Question

A bullet of mass 10 g and speed 500 m/ s is fired into a door and gets embedded exactly at the centre of the door. The door is 1.0 m wide and weighs 12 kg. It is hinged at one end and rotates about a vertical axis practically without friction. Find the angular speed of the door just after the bullet embeds into it. (Hint: me moment of inertia of the door about the vertical axis at one end is ML²/ 3.)

Answer 1

Answer:

Explanation:

* mass of the door = M = 12 kg

* mass of the bullet = m = 10 g = 0.001 kg

* initial velocity of the bullet = u = 500 m/s.
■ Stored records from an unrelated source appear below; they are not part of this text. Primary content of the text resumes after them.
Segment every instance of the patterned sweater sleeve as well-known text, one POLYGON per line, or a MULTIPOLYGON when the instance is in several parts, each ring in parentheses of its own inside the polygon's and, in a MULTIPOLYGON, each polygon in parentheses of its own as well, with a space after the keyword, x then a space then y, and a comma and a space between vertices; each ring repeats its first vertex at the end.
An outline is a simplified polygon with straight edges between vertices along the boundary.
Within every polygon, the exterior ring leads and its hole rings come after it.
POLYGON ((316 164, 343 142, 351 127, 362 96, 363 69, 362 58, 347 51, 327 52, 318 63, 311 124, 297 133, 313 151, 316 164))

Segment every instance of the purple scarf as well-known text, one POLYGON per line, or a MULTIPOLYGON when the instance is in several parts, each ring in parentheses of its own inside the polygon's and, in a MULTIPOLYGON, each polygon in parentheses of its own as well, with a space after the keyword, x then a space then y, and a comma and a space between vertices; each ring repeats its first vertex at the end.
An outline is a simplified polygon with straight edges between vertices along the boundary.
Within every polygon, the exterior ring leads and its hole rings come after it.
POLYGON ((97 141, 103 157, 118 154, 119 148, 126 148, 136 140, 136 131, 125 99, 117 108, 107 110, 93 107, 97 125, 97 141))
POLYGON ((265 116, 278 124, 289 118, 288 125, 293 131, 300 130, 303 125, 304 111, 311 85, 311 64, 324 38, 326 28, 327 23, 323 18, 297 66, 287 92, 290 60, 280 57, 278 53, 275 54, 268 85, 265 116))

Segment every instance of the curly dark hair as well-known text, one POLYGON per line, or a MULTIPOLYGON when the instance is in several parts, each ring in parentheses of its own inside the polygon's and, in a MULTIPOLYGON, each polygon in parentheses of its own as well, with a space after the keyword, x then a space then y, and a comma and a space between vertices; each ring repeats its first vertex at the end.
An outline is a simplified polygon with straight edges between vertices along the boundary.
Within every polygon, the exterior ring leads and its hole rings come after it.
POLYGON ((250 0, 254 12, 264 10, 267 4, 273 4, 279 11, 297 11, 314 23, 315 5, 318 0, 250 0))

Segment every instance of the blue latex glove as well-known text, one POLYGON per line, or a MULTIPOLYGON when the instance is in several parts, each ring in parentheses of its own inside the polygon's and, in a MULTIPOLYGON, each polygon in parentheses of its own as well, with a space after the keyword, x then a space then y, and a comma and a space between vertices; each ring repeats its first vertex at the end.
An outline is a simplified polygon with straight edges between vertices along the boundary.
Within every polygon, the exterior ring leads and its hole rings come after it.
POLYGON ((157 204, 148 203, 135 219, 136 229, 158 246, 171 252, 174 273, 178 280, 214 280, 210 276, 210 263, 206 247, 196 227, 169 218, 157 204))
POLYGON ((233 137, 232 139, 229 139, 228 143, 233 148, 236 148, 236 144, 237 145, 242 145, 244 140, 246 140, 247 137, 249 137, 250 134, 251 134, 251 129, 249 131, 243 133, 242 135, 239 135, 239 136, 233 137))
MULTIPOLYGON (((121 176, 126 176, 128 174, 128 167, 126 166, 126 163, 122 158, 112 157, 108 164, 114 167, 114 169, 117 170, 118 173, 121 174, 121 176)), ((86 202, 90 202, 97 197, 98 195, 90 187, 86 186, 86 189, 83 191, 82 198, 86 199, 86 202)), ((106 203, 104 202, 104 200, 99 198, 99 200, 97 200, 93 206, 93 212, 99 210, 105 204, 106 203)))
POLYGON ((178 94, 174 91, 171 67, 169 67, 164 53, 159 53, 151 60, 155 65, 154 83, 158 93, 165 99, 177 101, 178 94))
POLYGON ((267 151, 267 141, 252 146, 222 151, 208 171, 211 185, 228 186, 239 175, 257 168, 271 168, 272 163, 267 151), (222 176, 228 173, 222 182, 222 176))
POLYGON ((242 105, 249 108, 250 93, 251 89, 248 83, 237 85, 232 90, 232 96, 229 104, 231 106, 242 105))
* width of the door = l = 1.0 m.

* Moment of inertial =$I = \dfrac{ML^2}{3}\ =\ \dfrac{12\times 1^2}{3}\ =\ 4\ kg.m^2$

Bullet is embedded at the center of the door, therefore, radius of the rotation = R = 0.5 m

Let 'w' be the angular speed of the door after the collision of the bullet,

After the collision,

angular momentum of the door = $muR = 0.001\times 500\times 0.5\ =\ 0.25 kgm/s.$

$\Rightarrow I w\ =\ 0.25\\\Rightarrow w\ =\ \dfrac{0.25}{I}\\\Rightarrow w\ =\ \dfrac{0.25}{4}\\\Rightarrow w\ =\ 0.0625\ rad/s.$

Hence, the angular speed of the door after the collision of the bullet is 0.0625 rad/s.